In a letter to the Amags Board on Tuesday, Martin Shkreli, said the company's chief investment officer MSMB offer stems from his rejection of Amags recently proposed merger with Colorado-based drug developer, Allose Therapeutics.

Shkreli also said MSMB, a long-term investor in Amag, believes that the current management strategy "does not protect shareholders ' interests and ensure Amags Amags long-term viability."

He said since hedge fund proposal is contingent upon export performance to reach an agreement with Amag before 1 September.

Amag, Massachusetts-based manufacturer of anemia drugs, replied MSMB letter by saying its Board of Directors will carefully consider and evaluate "MSMB proposals and will inform the Amag shareholders its position.

Mass pension moveable $ 1B in hedge funds

The Massachusetts Pension reserves investment is $ 1 billion in hedge funds and another billion for local currency emerging markets debt.

50.3 Billion dollar pension is also cut three billion dollars from shares as part of the new allocation plan as an asset, a pensions and investments, the report.

The changes were approved Tuesday and will cut Prim ' S global equity allocation to 43 percent from 49 percent, with the reduction, which focused on International shares and domestic large-cap shares.

Steve Grossman, Massachusetts state Treasurer and PRIM President, said transferring the asset mix of the current assignment may take up to nine months, pensions and investment reported.

Go to pensions and investment article

Hedge Fund Manager accused of embezzlement

Pennsylvania hedge fund manager was indicted by a grand jury for allegedly lying to investors and transferred hundreds of thousands of dollars to his personal account.

Federal prosecutors in Alabama last week accused Anthony Klatch and his partner, Timothy Sullivan misleading investors in his company, activity Capital Partners, which solicited more than 2.3 million USD from eight investors, half of them Alabama residents, reported JOB options.

Prosecutors asked to Klatch and Sullivan only invested 60% of the money they raised for the task at the end of 2009, and lost it all through bad investments. The other 40% was used to pay off "angry investors" or went against the Klatchs personal account.

Go to job options article here

Hedge Fund Manager agrees to Permanently ban

Former hedge fund manager Francisco Illarramendi might see another line of work when he agreed to a permanent ban from working in the security industry.

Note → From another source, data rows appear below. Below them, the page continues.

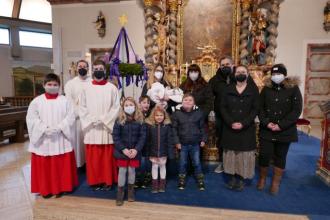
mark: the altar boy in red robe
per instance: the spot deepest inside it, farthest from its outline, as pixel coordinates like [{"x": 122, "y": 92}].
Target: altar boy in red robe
[
  {"x": 49, "y": 119},
  {"x": 98, "y": 110}
]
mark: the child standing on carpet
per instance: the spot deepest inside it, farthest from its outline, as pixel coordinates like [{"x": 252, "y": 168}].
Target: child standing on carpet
[
  {"x": 189, "y": 135},
  {"x": 159, "y": 143},
  {"x": 49, "y": 119},
  {"x": 129, "y": 135},
  {"x": 143, "y": 174}
]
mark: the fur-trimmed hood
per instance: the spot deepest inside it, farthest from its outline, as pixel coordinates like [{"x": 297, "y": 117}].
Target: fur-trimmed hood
[
  {"x": 289, "y": 82},
  {"x": 151, "y": 119}
]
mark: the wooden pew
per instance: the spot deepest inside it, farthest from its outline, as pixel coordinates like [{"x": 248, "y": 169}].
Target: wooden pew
[{"x": 12, "y": 124}]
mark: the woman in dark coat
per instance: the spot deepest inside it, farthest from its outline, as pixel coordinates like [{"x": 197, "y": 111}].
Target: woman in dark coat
[
  {"x": 199, "y": 88},
  {"x": 239, "y": 108},
  {"x": 280, "y": 108}
]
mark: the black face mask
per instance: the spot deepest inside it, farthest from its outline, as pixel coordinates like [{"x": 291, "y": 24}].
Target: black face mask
[
  {"x": 99, "y": 74},
  {"x": 82, "y": 72},
  {"x": 225, "y": 71},
  {"x": 240, "y": 77}
]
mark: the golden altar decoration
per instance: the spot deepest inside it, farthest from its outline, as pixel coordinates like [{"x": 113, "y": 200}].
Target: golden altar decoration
[{"x": 251, "y": 25}]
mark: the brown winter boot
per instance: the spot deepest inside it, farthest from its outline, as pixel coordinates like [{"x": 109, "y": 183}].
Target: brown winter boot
[
  {"x": 162, "y": 185},
  {"x": 262, "y": 177},
  {"x": 278, "y": 172},
  {"x": 130, "y": 193},
  {"x": 154, "y": 186},
  {"x": 120, "y": 196}
]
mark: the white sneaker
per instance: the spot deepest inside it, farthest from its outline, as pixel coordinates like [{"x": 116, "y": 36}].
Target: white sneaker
[{"x": 219, "y": 168}]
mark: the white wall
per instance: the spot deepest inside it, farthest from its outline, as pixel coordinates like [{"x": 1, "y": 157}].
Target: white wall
[
  {"x": 6, "y": 69},
  {"x": 74, "y": 31},
  {"x": 301, "y": 22},
  {"x": 29, "y": 57}
]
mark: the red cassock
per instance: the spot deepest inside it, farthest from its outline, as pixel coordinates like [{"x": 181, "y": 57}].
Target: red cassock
[
  {"x": 53, "y": 174},
  {"x": 101, "y": 167}
]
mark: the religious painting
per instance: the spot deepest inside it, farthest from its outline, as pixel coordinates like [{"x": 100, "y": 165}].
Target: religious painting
[
  {"x": 100, "y": 54},
  {"x": 317, "y": 81},
  {"x": 207, "y": 24}
]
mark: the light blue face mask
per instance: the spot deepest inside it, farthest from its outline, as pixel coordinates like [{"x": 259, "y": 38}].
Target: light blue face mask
[
  {"x": 193, "y": 75},
  {"x": 129, "y": 110},
  {"x": 278, "y": 78}
]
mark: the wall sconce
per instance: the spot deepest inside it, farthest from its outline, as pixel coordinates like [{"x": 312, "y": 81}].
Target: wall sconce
[{"x": 326, "y": 24}]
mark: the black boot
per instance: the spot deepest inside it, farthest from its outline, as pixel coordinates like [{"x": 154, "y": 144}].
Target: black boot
[
  {"x": 239, "y": 186},
  {"x": 162, "y": 185},
  {"x": 146, "y": 180},
  {"x": 154, "y": 187},
  {"x": 130, "y": 193},
  {"x": 120, "y": 196},
  {"x": 200, "y": 182},
  {"x": 231, "y": 183},
  {"x": 182, "y": 181}
]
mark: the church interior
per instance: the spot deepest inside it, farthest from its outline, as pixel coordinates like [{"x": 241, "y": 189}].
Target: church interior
[{"x": 38, "y": 37}]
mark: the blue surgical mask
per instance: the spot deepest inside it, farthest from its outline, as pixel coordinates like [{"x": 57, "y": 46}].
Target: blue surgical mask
[{"x": 129, "y": 110}]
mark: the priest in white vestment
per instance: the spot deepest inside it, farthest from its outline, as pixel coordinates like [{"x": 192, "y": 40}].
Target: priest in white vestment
[
  {"x": 49, "y": 119},
  {"x": 98, "y": 109},
  {"x": 73, "y": 89}
]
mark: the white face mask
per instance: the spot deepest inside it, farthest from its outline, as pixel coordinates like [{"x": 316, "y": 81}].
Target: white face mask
[
  {"x": 52, "y": 89},
  {"x": 278, "y": 78},
  {"x": 193, "y": 75},
  {"x": 129, "y": 110},
  {"x": 158, "y": 75}
]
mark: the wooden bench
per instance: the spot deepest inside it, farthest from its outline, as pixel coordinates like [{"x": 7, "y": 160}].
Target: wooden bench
[{"x": 12, "y": 124}]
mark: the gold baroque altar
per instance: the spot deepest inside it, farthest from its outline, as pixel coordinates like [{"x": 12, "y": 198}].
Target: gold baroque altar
[{"x": 181, "y": 32}]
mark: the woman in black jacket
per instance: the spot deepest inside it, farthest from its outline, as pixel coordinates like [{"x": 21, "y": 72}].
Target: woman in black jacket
[
  {"x": 280, "y": 107},
  {"x": 199, "y": 88},
  {"x": 159, "y": 146},
  {"x": 239, "y": 108}
]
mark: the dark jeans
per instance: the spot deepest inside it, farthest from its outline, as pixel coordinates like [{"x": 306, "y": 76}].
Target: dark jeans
[
  {"x": 273, "y": 150},
  {"x": 219, "y": 128},
  {"x": 193, "y": 151},
  {"x": 145, "y": 166}
]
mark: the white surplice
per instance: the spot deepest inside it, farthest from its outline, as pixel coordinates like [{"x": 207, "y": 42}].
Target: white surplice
[
  {"x": 99, "y": 102},
  {"x": 73, "y": 89},
  {"x": 46, "y": 113}
]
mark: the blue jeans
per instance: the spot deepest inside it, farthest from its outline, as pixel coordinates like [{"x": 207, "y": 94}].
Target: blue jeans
[{"x": 193, "y": 151}]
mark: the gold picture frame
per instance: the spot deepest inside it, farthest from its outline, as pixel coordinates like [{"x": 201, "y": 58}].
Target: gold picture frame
[{"x": 236, "y": 19}]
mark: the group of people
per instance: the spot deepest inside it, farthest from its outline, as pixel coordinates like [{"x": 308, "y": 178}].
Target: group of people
[{"x": 118, "y": 138}]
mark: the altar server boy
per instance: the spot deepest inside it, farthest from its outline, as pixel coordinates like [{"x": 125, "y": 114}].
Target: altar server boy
[
  {"x": 98, "y": 110},
  {"x": 49, "y": 119}
]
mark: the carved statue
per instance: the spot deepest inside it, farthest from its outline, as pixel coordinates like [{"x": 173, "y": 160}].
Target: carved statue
[
  {"x": 100, "y": 24},
  {"x": 161, "y": 26}
]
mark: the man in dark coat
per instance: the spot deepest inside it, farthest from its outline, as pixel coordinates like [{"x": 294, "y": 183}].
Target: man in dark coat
[
  {"x": 218, "y": 83},
  {"x": 280, "y": 108}
]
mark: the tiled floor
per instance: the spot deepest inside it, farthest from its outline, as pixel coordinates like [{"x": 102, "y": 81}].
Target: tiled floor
[{"x": 17, "y": 203}]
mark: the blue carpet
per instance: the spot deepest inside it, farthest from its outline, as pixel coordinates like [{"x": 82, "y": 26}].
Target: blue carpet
[{"x": 301, "y": 192}]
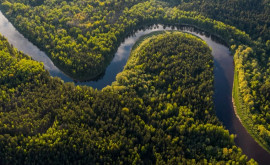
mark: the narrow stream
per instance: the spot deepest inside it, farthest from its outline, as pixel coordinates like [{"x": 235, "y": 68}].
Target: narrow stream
[{"x": 223, "y": 77}]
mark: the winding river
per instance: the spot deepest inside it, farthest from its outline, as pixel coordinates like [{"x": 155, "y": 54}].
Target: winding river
[{"x": 223, "y": 77}]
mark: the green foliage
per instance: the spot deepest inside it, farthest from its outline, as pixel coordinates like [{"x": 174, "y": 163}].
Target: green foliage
[{"x": 162, "y": 117}]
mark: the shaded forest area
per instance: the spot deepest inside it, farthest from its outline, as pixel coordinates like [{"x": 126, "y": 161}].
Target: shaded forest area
[{"x": 159, "y": 111}]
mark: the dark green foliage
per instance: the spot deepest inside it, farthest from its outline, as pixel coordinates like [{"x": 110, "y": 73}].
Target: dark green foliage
[{"x": 161, "y": 117}]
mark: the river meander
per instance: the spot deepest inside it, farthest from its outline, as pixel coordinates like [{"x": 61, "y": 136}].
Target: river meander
[{"x": 223, "y": 77}]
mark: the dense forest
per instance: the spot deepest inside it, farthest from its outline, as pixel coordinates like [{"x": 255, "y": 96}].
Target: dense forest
[
  {"x": 81, "y": 37},
  {"x": 159, "y": 111}
]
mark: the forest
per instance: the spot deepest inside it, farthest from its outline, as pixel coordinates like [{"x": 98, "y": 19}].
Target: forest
[
  {"x": 163, "y": 100},
  {"x": 149, "y": 115}
]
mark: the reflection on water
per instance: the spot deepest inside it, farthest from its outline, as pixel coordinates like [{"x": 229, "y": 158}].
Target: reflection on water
[{"x": 223, "y": 73}]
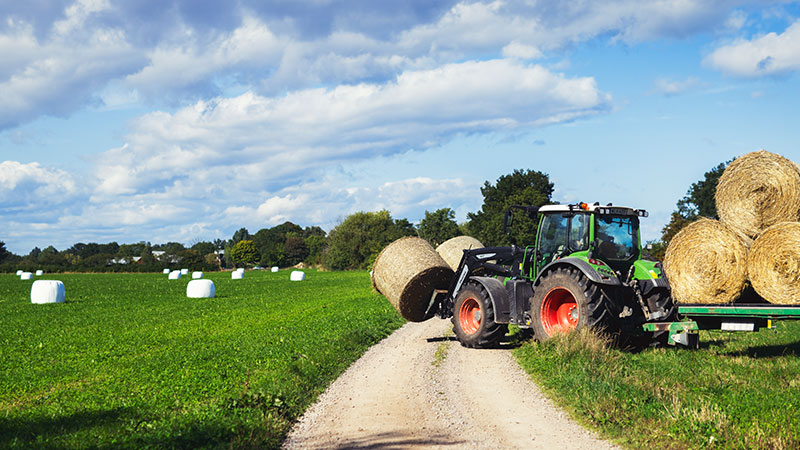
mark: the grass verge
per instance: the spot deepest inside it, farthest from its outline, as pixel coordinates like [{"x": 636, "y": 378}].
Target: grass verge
[
  {"x": 130, "y": 362},
  {"x": 739, "y": 390}
]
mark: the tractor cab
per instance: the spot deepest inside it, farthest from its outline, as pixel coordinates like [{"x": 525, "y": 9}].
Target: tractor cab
[{"x": 604, "y": 233}]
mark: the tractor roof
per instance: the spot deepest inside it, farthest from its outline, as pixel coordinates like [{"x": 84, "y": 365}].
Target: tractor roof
[{"x": 595, "y": 208}]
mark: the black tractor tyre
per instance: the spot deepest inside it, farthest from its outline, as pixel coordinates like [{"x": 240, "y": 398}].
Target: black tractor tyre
[
  {"x": 565, "y": 299},
  {"x": 473, "y": 318}
]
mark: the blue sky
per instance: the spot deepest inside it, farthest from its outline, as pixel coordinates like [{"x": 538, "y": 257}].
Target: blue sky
[{"x": 184, "y": 121}]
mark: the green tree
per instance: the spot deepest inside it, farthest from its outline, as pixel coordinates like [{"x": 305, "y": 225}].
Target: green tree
[
  {"x": 244, "y": 253},
  {"x": 528, "y": 188},
  {"x": 356, "y": 242},
  {"x": 438, "y": 226}
]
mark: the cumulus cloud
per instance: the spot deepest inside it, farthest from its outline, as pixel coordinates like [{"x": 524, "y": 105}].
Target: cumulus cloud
[
  {"x": 270, "y": 141},
  {"x": 769, "y": 54}
]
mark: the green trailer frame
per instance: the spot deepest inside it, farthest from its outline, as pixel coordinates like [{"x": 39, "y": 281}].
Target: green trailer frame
[{"x": 741, "y": 317}]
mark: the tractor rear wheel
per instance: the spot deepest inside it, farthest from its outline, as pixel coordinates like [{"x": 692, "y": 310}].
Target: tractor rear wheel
[
  {"x": 565, "y": 299},
  {"x": 473, "y": 318}
]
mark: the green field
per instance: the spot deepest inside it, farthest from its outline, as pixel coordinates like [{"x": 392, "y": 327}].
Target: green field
[
  {"x": 130, "y": 362},
  {"x": 738, "y": 391}
]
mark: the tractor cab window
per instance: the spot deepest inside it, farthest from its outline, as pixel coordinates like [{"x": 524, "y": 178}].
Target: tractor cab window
[{"x": 616, "y": 237}]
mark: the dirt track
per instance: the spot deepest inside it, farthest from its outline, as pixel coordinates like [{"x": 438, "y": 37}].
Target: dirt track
[{"x": 419, "y": 388}]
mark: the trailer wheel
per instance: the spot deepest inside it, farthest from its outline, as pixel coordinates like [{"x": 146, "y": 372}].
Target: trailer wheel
[
  {"x": 565, "y": 299},
  {"x": 473, "y": 318}
]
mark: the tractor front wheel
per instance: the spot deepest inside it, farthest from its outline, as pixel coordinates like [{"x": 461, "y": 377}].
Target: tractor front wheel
[
  {"x": 473, "y": 318},
  {"x": 566, "y": 300}
]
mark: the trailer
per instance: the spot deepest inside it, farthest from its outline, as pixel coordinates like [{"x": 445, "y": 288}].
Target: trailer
[{"x": 735, "y": 317}]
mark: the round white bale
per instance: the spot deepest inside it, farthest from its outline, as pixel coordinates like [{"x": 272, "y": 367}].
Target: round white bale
[
  {"x": 200, "y": 289},
  {"x": 47, "y": 291},
  {"x": 297, "y": 275}
]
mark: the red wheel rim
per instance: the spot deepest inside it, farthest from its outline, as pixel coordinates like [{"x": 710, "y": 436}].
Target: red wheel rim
[
  {"x": 559, "y": 311},
  {"x": 469, "y": 315}
]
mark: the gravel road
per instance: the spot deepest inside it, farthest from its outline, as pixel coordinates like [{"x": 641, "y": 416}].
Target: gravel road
[{"x": 419, "y": 388}]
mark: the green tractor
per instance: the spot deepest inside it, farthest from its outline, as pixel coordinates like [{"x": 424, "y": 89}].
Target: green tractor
[{"x": 585, "y": 270}]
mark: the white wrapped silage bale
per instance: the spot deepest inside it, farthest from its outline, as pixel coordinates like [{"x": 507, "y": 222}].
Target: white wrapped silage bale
[
  {"x": 47, "y": 291},
  {"x": 200, "y": 289}
]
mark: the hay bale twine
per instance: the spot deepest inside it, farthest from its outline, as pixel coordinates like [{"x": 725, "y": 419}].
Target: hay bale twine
[
  {"x": 406, "y": 272},
  {"x": 758, "y": 190},
  {"x": 200, "y": 289},
  {"x": 773, "y": 264},
  {"x": 47, "y": 291},
  {"x": 452, "y": 250},
  {"x": 297, "y": 275},
  {"x": 706, "y": 262}
]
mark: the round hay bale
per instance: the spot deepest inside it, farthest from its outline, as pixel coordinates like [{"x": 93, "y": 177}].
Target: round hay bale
[
  {"x": 706, "y": 262},
  {"x": 758, "y": 190},
  {"x": 200, "y": 289},
  {"x": 773, "y": 264},
  {"x": 297, "y": 275},
  {"x": 452, "y": 250},
  {"x": 47, "y": 291},
  {"x": 406, "y": 272}
]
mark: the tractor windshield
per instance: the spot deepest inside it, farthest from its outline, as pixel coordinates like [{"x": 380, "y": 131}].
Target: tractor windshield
[{"x": 617, "y": 237}]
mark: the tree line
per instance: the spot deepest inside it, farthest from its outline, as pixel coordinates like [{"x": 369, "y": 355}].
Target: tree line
[{"x": 355, "y": 242}]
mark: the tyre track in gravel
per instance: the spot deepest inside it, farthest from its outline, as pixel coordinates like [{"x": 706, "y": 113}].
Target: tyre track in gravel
[{"x": 419, "y": 388}]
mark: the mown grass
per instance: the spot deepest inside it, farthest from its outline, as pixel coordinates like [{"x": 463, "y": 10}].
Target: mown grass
[
  {"x": 739, "y": 390},
  {"x": 130, "y": 362}
]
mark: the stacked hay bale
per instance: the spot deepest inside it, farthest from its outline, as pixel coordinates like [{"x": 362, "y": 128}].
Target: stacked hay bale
[
  {"x": 407, "y": 272},
  {"x": 758, "y": 202},
  {"x": 452, "y": 250}
]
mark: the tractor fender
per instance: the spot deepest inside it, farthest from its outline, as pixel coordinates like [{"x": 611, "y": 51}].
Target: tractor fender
[
  {"x": 498, "y": 296},
  {"x": 584, "y": 267}
]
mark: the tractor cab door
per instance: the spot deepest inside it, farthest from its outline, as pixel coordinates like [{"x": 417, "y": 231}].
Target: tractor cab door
[{"x": 560, "y": 234}]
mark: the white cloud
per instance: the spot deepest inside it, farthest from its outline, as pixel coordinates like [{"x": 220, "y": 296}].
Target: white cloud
[
  {"x": 769, "y": 54},
  {"x": 252, "y": 142}
]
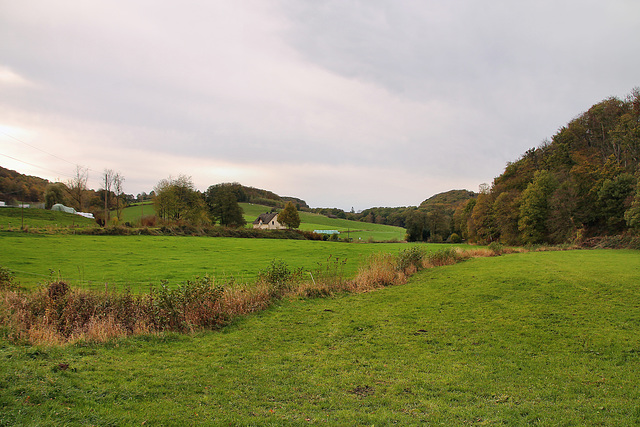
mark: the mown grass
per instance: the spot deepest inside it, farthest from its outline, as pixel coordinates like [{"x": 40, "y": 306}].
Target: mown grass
[
  {"x": 137, "y": 261},
  {"x": 544, "y": 338},
  {"x": 355, "y": 230},
  {"x": 14, "y": 218}
]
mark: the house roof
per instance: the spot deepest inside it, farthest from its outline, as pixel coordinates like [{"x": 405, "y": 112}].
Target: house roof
[{"x": 264, "y": 218}]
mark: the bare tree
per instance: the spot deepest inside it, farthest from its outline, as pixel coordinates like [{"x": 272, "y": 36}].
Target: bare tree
[
  {"x": 107, "y": 181},
  {"x": 78, "y": 186}
]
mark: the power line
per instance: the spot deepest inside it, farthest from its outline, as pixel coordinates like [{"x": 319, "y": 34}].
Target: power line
[
  {"x": 36, "y": 166},
  {"x": 39, "y": 149}
]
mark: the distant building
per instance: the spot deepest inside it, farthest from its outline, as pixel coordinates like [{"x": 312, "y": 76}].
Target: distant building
[
  {"x": 268, "y": 221},
  {"x": 326, "y": 231}
]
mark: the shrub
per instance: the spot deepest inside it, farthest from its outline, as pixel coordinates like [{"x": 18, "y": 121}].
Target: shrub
[
  {"x": 496, "y": 248},
  {"x": 445, "y": 256},
  {"x": 279, "y": 276},
  {"x": 455, "y": 238},
  {"x": 410, "y": 259}
]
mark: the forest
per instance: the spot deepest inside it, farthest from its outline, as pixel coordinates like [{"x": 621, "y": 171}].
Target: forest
[{"x": 582, "y": 183}]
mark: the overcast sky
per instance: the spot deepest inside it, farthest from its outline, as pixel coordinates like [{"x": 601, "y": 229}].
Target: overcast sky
[{"x": 343, "y": 103}]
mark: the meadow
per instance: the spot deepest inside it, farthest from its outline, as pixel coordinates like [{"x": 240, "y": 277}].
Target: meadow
[
  {"x": 539, "y": 338},
  {"x": 358, "y": 231}
]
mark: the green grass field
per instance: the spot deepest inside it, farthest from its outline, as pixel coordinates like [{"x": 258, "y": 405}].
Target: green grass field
[
  {"x": 353, "y": 229},
  {"x": 544, "y": 338},
  {"x": 137, "y": 261},
  {"x": 309, "y": 221}
]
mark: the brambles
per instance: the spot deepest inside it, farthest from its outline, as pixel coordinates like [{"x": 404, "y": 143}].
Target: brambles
[{"x": 58, "y": 314}]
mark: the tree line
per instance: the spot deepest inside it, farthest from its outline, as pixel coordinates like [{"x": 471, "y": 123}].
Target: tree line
[
  {"x": 176, "y": 200},
  {"x": 583, "y": 183}
]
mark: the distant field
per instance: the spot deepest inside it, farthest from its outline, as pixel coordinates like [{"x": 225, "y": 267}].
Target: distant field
[
  {"x": 354, "y": 229},
  {"x": 136, "y": 261},
  {"x": 544, "y": 339},
  {"x": 133, "y": 213},
  {"x": 309, "y": 221},
  {"x": 12, "y": 218}
]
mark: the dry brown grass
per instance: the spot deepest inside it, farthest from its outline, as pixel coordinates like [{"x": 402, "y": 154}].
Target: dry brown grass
[{"x": 57, "y": 314}]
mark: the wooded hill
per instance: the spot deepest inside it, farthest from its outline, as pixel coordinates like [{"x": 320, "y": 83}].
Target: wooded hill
[{"x": 582, "y": 183}]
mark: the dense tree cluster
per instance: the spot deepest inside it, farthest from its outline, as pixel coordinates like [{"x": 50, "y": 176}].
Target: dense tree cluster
[{"x": 582, "y": 183}]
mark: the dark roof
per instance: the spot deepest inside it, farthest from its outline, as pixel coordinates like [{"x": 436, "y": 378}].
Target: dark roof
[{"x": 266, "y": 218}]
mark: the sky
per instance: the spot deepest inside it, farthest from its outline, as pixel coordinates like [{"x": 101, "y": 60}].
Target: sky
[{"x": 343, "y": 103}]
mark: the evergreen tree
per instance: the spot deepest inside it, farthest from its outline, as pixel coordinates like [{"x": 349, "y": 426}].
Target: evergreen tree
[{"x": 289, "y": 216}]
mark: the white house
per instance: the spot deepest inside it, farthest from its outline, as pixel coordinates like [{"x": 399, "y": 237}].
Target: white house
[{"x": 268, "y": 221}]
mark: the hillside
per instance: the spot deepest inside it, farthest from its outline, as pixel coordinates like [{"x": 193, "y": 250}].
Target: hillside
[
  {"x": 484, "y": 342},
  {"x": 582, "y": 183},
  {"x": 15, "y": 187}
]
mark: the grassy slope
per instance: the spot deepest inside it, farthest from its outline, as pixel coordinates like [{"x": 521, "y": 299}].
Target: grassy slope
[
  {"x": 539, "y": 338},
  {"x": 136, "y": 261},
  {"x": 357, "y": 230},
  {"x": 132, "y": 214},
  {"x": 309, "y": 221},
  {"x": 11, "y": 218}
]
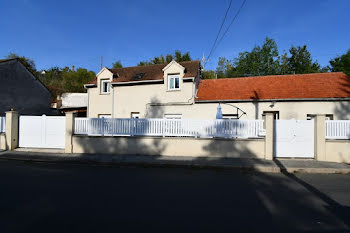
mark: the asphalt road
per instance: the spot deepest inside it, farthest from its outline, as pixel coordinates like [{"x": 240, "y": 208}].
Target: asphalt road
[{"x": 39, "y": 197}]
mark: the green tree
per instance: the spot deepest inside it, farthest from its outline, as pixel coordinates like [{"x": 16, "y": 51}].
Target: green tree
[
  {"x": 60, "y": 80},
  {"x": 341, "y": 63},
  {"x": 259, "y": 61},
  {"x": 301, "y": 62},
  {"x": 178, "y": 56},
  {"x": 117, "y": 64},
  {"x": 224, "y": 68},
  {"x": 27, "y": 62}
]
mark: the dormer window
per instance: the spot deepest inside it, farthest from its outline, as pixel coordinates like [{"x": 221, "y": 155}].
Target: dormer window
[
  {"x": 173, "y": 82},
  {"x": 105, "y": 86}
]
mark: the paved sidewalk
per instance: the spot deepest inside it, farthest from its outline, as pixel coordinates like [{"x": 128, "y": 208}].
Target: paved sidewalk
[{"x": 259, "y": 165}]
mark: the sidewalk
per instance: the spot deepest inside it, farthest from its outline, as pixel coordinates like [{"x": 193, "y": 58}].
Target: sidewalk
[{"x": 258, "y": 165}]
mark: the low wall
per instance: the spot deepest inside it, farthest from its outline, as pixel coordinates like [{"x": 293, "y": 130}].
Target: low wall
[
  {"x": 338, "y": 151},
  {"x": 242, "y": 148},
  {"x": 2, "y": 141}
]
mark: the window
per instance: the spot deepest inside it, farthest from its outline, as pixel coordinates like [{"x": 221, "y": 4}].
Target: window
[
  {"x": 105, "y": 86},
  {"x": 104, "y": 116},
  {"x": 173, "y": 82},
  {"x": 135, "y": 115},
  {"x": 173, "y": 116},
  {"x": 229, "y": 116},
  {"x": 275, "y": 113}
]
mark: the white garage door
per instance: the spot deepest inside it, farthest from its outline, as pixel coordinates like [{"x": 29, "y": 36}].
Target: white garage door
[
  {"x": 294, "y": 138},
  {"x": 42, "y": 131}
]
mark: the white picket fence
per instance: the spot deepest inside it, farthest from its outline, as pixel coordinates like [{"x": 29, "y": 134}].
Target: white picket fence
[
  {"x": 339, "y": 129},
  {"x": 2, "y": 124},
  {"x": 170, "y": 127}
]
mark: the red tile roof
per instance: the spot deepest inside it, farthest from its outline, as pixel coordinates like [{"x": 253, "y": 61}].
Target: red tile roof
[
  {"x": 300, "y": 86},
  {"x": 150, "y": 72}
]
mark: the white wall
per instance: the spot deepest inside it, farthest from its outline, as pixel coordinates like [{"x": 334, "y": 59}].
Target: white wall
[{"x": 196, "y": 147}]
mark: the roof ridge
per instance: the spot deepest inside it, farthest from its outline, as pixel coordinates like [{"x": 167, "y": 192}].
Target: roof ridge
[{"x": 276, "y": 75}]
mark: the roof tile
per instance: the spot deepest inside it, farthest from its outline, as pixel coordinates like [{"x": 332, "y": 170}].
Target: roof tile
[{"x": 300, "y": 86}]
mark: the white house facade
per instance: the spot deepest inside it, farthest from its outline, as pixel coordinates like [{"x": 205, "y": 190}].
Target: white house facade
[{"x": 176, "y": 90}]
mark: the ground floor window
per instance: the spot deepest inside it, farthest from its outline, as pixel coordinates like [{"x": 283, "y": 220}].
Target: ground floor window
[
  {"x": 135, "y": 115},
  {"x": 275, "y": 113}
]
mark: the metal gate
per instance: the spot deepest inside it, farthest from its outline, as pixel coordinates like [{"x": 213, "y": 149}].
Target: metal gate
[
  {"x": 42, "y": 131},
  {"x": 294, "y": 139}
]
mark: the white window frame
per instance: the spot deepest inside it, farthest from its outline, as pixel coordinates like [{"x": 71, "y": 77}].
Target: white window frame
[
  {"x": 104, "y": 116},
  {"x": 173, "y": 76},
  {"x": 173, "y": 116},
  {"x": 103, "y": 81},
  {"x": 135, "y": 115}
]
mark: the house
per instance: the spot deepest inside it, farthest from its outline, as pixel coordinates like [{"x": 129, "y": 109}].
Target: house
[
  {"x": 72, "y": 102},
  {"x": 21, "y": 91},
  {"x": 175, "y": 90}
]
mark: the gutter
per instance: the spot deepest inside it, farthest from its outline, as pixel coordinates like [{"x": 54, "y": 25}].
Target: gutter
[
  {"x": 135, "y": 82},
  {"x": 275, "y": 100}
]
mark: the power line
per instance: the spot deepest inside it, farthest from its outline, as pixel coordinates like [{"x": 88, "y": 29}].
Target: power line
[
  {"x": 232, "y": 21},
  {"x": 222, "y": 24}
]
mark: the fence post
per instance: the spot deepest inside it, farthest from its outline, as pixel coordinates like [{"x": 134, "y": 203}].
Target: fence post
[
  {"x": 70, "y": 120},
  {"x": 320, "y": 137},
  {"x": 270, "y": 134},
  {"x": 11, "y": 130}
]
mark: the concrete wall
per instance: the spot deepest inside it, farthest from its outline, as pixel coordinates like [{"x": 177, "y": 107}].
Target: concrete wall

The Securities and Exchange Commission announced the agreement on Wednesday.

The ban stems from Illarramendis guilty plea in March to four counts of securities fraud and one count of conspiracy.

The SEC alleged that Illarramendi misappropriated $ 53 million in investor assets managed by his Connecticut hedge fund firm Michael Kenwood Capital Management (MK capital), including funds from retirement as Venezuelan State oil company PDVSA.

He was also the task of the unauthorized private equity-type investments with the embezzled money as sinking 23 million dollars to the NuScale power, a startup company nuclear power in Oregon, United States.

The US Government also seized as part of his case, 230 million dollars kept in an offshore account of his hedge fund, which is kept in an unnamed U.S. bank until the completion of his case.

Illarramendi, 42, faces 70 years in prison at his sentencing.